The government appealed her ruling. But before the appeal could be heard, a judge dismissed everyone who wanted to weigh in on the case, saying, in effect, that the court will not be drawn into a battle over the Israeli-Palestinian conflict.

In his ruling, Federal Court of Appeal Judge David Stratas said that “a number” of parties wishing to intervene wanted to address “Israel’s occupation of the West Bank, including the status of the West Bank, the territorial sovereignty of Israel, human rights and humanitarian concerns, issues of international law, and other related issues. Many of them appear to want this Court to rule on the merits of these issues.

“But there is one basic problem,” the judge wrote. “This appeal does not raise the merits of these issues.”

He said the case should properly rest on Canadian laws regulating the labeling of food and drugs, which are designed to protect consumers. There is “nothing to suggest,” Stratas said, that these laws “were enacted to address state occupation of territories and, in particular, Israel’s occupation of the West Bank.”

The Israel/West Bank issue “is a controversial one, with many differing views and deeply-felt opinions on all sides,” the judge went on. However, it is not “useful” for the appeals court to hear the interveners.
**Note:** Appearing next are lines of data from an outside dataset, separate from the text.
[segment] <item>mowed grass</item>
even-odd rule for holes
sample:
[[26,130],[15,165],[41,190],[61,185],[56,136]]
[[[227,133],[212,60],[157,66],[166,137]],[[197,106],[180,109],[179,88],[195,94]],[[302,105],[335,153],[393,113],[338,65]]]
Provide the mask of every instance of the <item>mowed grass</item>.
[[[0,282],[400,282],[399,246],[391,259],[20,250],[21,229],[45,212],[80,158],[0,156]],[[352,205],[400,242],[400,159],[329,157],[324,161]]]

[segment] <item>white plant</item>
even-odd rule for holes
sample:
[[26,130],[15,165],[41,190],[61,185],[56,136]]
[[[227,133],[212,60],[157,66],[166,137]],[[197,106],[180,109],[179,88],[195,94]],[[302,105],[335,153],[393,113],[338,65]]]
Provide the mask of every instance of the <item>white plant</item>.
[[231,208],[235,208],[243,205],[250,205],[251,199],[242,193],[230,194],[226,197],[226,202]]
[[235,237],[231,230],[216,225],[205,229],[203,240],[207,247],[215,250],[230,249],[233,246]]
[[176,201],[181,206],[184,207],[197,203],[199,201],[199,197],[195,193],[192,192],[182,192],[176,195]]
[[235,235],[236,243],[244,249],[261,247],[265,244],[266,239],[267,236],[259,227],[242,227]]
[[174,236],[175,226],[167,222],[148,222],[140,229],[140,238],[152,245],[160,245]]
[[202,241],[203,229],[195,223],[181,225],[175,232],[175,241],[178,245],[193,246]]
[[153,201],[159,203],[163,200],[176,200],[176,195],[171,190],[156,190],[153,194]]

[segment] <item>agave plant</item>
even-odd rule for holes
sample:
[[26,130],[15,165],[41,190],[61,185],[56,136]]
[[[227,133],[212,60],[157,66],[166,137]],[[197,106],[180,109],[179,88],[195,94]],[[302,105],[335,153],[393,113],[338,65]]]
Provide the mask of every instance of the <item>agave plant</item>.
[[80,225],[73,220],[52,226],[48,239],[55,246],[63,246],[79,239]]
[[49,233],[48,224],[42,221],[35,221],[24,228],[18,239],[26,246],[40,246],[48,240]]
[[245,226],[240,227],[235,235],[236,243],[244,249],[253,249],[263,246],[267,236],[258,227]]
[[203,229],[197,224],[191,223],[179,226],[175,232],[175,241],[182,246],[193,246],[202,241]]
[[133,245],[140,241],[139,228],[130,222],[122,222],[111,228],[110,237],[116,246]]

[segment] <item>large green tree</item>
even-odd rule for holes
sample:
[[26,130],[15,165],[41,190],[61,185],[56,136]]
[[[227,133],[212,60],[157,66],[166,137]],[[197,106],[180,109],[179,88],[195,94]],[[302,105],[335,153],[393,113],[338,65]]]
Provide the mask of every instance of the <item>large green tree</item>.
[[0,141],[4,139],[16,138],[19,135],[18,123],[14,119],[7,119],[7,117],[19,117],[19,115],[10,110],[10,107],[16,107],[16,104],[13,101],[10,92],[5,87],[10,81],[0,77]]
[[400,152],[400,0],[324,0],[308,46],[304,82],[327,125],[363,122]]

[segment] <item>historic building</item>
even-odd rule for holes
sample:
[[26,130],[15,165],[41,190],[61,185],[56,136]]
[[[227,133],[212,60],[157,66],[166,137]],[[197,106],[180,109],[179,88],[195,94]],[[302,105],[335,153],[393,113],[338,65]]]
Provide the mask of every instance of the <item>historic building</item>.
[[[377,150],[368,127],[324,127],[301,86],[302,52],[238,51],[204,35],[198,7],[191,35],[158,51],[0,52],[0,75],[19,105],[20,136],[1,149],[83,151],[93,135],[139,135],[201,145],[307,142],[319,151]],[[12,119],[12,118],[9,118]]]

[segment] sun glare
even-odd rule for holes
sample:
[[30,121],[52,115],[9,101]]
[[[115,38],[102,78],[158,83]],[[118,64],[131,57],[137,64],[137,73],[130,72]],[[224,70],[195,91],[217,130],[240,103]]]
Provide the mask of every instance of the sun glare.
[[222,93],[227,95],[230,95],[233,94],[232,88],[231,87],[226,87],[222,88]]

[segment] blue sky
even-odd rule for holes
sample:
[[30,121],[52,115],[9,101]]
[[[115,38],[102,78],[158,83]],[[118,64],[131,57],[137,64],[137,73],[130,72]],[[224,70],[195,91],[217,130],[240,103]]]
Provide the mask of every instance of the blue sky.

In addition to CIJA and B’nai Brith, Stratas dismissed requests to intervene from Independent Jewish Voices, the Centre for Free Expression, Amnesty International Canada, Prof. Eugene Kontorovich, Prof. Michael Lynk (the UN special rapporteur on Palestinian human rights), the Arab Canadian Lawyers Association, the Transnational Law and Justice Network, and Canadian Lawyers for International Human Rights, Al-Haq.

Independent Jewish Voices and B’nai Brith’s League for Human Rights were interveners in the Federal Court case.

Stratas also took aim at other judges who “give the impression that they decide cases based on their own personal preferences, politics and ideologies. Increasingly, they wander into the public square and give virtue signalling and populism a go.”

The judge said he didn’t want to be too hard on the prospective interveners, saying he suspects that some of them were “lured” to the appeal “by torqued-up press reports distorting what the Federal Court decided. And once one group applies to intervene on a controversial issue like this, others feel they also have to apply.”

The Psagot winery, about 20 kilometers northeast of Jerusalem in an Israeli settlement of the same name, was added to the case as a respondent because the court should have notified it of the case, said the judge. The court said the winery was “never invited” to join the case but should have been, and that it found out about the matter from media reports.

The winery “is pleased to have been granted the opportunity to be a party to this important legal proceeding,” said its lawyers, David Elmaleh and Aaron Rosenberg of the Toronto firm RE-LAW.

The firm’s website leaves little doubt about how it feels when it comes to the winery’s legal status:

“Psagot Winery’s wines are produced by Israelis under the auspices of an Israeli company in an Israeli community on Israeli land subject to Israeli law, in the State of Israel, and in the Land of Israel. Its wines are products of Israel.”

In a statement to the CJR, David Matas, legal counsel to the League for Human Rights, found fault with Stratas’ “over-generalizations.”

Also, this ruling was made by a single judge. “Yet the appeal itself will be heard, presumably, by a panel of three judges. The other two members of the panel might disagree with this judge on many of the statements he made.”

Interveners may ask the court to reconsider its decision within 10 days of the ruling, but “it is too early for B’nai Brith Canada to decide whether we will or will not do so.”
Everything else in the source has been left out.